I need to burn my CD’s once and for all. I need to figure out how many CD’s I’ll need. My GQ’s: How do I figure out how much music is in my folders? Will any music that skips when listen to an Desktop fix itself on CD?

Put all your songs in one playlist and look at the total time in minutes. Divide by 80, then go buy that many blank 80-minute CDs, with maybe a couple extra. (Depending on how each song’s length works out, you’re not going to get exactly 80 minutes on a CD.) Any skipping isn’t going to work itself out, well, ever. You’ll need to re-rip the song to get rid of any imperfections.

You did rip all your songs legally, right?

how do you create a playlist?

If it skips when playing from your Desktop, it will also skip on the CD. There’s absolutely no way around that, unfortunately.

Why does the song skip? Are you running other programs that use a lot of cpu cycles? Is your computer underpowered (120Mhz was my minimum back when)? Is it a sound card problem? Is the mp3 itself damaged. A bad codec or other software problem? Etc. Hard to tell what will happen without knowing the cause.

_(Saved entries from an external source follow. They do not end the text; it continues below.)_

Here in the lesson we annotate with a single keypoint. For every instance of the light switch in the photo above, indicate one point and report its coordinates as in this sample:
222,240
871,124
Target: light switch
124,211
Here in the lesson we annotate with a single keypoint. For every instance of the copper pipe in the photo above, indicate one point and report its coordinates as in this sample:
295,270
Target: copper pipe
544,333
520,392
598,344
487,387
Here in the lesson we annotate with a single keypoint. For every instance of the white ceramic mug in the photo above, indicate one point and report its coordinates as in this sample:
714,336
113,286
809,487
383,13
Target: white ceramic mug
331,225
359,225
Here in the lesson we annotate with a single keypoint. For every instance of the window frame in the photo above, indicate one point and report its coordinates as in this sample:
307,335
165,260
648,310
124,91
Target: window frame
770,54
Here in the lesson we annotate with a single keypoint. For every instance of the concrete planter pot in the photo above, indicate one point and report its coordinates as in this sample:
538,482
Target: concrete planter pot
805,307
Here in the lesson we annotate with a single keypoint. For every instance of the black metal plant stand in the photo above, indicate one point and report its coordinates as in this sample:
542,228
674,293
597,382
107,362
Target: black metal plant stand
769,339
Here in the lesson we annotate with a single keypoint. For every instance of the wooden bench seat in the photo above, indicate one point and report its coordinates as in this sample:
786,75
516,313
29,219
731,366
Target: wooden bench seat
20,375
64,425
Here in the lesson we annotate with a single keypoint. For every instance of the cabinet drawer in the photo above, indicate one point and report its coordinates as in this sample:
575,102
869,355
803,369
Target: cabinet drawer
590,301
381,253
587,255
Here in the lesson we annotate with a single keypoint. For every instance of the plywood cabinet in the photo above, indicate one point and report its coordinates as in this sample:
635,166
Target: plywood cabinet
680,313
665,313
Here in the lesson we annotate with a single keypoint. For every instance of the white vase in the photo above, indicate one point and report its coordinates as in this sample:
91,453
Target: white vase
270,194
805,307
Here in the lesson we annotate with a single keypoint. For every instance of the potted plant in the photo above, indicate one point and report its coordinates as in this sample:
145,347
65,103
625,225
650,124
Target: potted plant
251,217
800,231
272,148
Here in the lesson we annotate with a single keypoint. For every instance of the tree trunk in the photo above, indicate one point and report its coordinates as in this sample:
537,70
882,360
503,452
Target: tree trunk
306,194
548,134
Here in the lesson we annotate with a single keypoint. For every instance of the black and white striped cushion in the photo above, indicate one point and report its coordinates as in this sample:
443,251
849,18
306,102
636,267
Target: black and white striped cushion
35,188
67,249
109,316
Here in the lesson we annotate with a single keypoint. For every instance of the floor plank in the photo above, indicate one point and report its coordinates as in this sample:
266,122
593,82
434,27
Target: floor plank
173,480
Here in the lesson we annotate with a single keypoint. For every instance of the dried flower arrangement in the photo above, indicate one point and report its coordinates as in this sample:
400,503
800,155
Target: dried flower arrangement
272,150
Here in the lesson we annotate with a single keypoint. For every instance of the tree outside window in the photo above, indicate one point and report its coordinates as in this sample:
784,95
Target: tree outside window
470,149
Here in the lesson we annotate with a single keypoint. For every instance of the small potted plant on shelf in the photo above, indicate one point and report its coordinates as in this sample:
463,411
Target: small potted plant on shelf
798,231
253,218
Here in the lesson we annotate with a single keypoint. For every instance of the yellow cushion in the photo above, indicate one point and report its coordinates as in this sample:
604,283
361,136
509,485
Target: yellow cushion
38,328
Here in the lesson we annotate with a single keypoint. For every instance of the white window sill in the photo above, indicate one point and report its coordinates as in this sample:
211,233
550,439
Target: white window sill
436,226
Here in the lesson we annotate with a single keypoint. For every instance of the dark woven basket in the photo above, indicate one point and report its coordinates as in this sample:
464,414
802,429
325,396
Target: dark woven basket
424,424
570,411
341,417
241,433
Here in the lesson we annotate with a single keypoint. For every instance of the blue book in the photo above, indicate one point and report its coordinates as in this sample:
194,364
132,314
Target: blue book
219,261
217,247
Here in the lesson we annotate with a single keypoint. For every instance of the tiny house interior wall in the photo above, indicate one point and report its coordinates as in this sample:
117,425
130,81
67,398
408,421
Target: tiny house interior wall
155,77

One way I test things is to convert to .wav format and play that. If the error occurs in the same place, you have a bad file.

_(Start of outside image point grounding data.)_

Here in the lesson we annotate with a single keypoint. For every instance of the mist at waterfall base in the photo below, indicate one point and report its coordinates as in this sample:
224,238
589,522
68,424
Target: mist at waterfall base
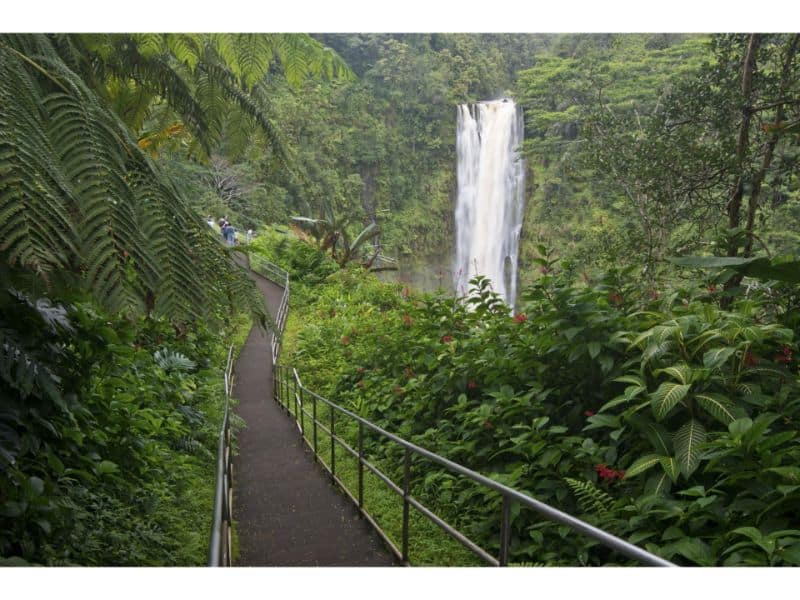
489,203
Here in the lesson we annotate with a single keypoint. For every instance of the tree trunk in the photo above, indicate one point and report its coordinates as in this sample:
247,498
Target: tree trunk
735,202
775,134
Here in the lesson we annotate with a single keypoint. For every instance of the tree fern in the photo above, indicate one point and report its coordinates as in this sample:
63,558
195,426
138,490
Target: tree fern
590,498
78,196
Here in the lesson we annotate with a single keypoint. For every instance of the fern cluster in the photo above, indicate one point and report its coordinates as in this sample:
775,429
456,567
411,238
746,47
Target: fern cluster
82,205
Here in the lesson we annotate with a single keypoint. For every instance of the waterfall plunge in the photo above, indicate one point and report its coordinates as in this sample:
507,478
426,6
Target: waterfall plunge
490,195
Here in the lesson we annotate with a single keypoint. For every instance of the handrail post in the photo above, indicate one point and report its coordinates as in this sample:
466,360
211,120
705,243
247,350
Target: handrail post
360,464
314,401
286,392
294,395
406,486
302,420
333,445
505,531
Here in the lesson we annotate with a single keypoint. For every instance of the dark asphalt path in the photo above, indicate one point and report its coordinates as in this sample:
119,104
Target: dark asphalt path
286,510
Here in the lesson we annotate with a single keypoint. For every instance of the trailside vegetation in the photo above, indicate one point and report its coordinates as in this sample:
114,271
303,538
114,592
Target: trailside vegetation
658,414
117,303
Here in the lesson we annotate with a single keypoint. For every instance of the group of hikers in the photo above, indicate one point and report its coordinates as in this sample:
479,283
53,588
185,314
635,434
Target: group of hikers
230,235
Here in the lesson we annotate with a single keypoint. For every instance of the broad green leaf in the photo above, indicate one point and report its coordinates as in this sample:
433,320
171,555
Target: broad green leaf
599,420
717,406
709,262
682,372
641,465
687,441
670,466
659,437
666,397
634,379
757,538
694,549
716,357
630,393
740,426
106,466
791,473
37,485
606,363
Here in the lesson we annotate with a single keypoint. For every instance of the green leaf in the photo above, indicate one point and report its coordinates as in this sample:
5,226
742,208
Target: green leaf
740,426
687,441
766,544
630,393
709,262
599,420
670,466
694,549
666,397
37,486
641,465
717,406
790,473
13,509
634,379
681,372
716,357
106,466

In Nero, latest versions, if you select a HD backup, it lets you know how many disks you need & you can back up just a folder too.

I agree that skipping is often caused by something running in the background that is using cpu cycles or just a slow cpu in general. If the songs skip at different locations, this is almost surely the case. Even if a song tends to skip at a particular location, it could still be that there is just particularly high system demands by the song at that point.

Disclaimer: I’m not an expert, but this has been my experience.

Just drag all of your MP3 files into your CD creator window. You may want to make a master folder into which you can store all of your music. That way you can just drag it (the master folder) into the software. At this point it should tell you the total minutes of music you have. You can also check the properties of the master folder and see how many megs or gigs of music you have and divide by the number of megs that a CD will hold. Some software will load all the files (MP3s) of a folder in default mode as soon as you open it up. Youll have to play with the software in order to figure out how to do this.

Example:
12 Gs of MP3 Each CD will hold 800 megs That would be app. 15 CDs

Now if you want to burn each CD into audio format (as oposed to MP3 format) youll need about 7 times as many CDs.

Are you burning them as MP3s for BACK UP? Or are you burning them so you can listen to them on your car stereo?